Multilingual support

Since the document site supports Korean/English, the chatbot also had to support multiple languages.

Use of Vector DB Namespace

Instead of creating separate indexes for each language, we used Upstash Vector's Namespace feature.

// When indexing
index.namespace('ko').upsert(koChunks);
index.namespace('en').upsert(enChunks);

// When searching
index.namespace(locale).query({ vector, topK });

Why we chose Namespace

Metadata filtering has a “filtering budget” limit.
Namespace is more efficient by separating the search space itself
Can be managed within a single index without additional cost

Multilingual system prompts

const SYSTEM_PROMPTS = {
  en: (context: string) => `You are a FirstTx document assistant.
Please refer to the document below and answer in Korean.
${context}`,

  en: (context: string) => `You are the FirstTx documentation assistant.
Answer in English based on the following documents.
${context}`,
};

Estimated Cost

item	Estimated monthly cost
OpenAI API	~$5
Upstash Vector	Free (10K/day)
Upstash Redis	Free (10K/day)
Vercel	~$20 (Pro)
Total	~$25

Based on 50 to 100 uses per day, the low price of gpt-4o-mini allowed us to keep our LLM costs below $5 per month.

Results & Retrospective

Lessons Learned

1. RAG is simpler than you think

It looks complicated, but the key is “Retrieve → Inject context → Call LLM”. Implementation was easy thanks to good libraries (AI SDK, Upstash).

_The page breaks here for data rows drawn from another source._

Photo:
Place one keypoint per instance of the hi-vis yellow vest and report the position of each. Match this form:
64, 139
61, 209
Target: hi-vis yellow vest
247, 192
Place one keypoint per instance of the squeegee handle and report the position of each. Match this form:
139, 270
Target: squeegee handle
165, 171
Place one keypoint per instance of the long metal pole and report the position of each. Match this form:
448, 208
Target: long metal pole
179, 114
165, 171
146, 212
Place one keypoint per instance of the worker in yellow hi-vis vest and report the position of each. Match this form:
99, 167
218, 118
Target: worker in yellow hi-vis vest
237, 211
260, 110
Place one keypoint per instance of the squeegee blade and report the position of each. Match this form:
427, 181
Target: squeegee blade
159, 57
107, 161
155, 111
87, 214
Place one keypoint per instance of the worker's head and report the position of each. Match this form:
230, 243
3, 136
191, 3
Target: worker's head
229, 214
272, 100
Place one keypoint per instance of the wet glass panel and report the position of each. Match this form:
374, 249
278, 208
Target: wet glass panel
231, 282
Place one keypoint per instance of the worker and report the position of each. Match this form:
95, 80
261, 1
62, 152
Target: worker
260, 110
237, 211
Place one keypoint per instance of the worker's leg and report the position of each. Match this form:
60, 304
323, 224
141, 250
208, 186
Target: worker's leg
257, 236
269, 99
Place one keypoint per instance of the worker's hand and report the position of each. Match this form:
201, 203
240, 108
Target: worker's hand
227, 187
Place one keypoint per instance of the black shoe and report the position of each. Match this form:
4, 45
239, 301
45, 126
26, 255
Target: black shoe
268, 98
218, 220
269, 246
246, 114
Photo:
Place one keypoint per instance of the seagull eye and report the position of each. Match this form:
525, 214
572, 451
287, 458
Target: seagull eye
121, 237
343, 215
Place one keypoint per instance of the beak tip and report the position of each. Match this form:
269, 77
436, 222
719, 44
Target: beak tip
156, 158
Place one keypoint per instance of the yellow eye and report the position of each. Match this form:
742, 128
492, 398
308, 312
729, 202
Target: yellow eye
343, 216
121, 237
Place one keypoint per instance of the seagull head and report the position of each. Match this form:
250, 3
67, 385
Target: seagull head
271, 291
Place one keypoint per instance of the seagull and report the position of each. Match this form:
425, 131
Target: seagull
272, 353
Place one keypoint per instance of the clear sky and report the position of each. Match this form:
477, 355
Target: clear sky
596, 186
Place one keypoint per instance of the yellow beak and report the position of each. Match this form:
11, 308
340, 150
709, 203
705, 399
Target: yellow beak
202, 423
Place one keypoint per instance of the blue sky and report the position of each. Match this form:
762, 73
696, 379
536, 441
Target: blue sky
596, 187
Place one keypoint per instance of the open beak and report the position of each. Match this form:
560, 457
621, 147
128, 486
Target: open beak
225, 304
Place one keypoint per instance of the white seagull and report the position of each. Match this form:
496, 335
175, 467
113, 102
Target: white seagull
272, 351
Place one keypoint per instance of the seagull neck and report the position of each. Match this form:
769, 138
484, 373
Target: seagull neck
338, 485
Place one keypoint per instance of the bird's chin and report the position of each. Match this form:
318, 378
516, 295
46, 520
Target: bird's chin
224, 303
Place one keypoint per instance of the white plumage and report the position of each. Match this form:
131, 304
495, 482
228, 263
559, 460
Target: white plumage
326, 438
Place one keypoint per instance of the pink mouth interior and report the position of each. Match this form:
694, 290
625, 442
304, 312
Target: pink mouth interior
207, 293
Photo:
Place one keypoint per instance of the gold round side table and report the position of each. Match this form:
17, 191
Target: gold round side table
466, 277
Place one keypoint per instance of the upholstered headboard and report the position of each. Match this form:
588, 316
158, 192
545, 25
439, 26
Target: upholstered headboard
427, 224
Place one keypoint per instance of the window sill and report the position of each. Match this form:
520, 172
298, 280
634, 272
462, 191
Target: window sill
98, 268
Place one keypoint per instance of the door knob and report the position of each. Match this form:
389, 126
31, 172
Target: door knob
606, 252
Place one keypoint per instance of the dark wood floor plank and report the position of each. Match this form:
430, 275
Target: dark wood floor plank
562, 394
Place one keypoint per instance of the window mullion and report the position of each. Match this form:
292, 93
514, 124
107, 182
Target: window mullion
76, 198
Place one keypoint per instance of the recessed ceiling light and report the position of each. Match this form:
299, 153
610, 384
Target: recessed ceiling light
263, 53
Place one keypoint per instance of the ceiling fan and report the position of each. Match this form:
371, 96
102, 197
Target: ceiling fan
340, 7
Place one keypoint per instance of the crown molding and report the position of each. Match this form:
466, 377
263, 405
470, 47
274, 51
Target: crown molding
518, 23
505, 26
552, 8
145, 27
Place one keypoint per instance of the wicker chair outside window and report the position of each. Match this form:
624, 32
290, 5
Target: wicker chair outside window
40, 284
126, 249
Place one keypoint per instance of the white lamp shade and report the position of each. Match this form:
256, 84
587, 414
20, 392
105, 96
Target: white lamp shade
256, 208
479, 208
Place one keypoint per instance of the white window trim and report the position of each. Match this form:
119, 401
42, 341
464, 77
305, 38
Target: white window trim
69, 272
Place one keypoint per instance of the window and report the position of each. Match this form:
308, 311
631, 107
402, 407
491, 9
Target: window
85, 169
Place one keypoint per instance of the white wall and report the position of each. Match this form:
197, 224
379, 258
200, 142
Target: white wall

2. Chunking strategy is important

Heading-based chunking makes good use of document structure. Search accuracy largely depends on chunking quality.

3. Namespace is better than metadata filtering

Metadata filtering has limitations when supporting multiple languages. It is more efficient to separate the search space by Namespace.

Things to improve in the future

Added feedback button (helpful/not helpful)
Caching of same question responses
Token Usage Dashboard

Attaching an AI chatbot to a document was not as difficult as I thought. Thanks to Upstash's free tier and gpt-4o-mini's low price, you can run it for less than $25 per month.

I hope this helps those who have similar concerns.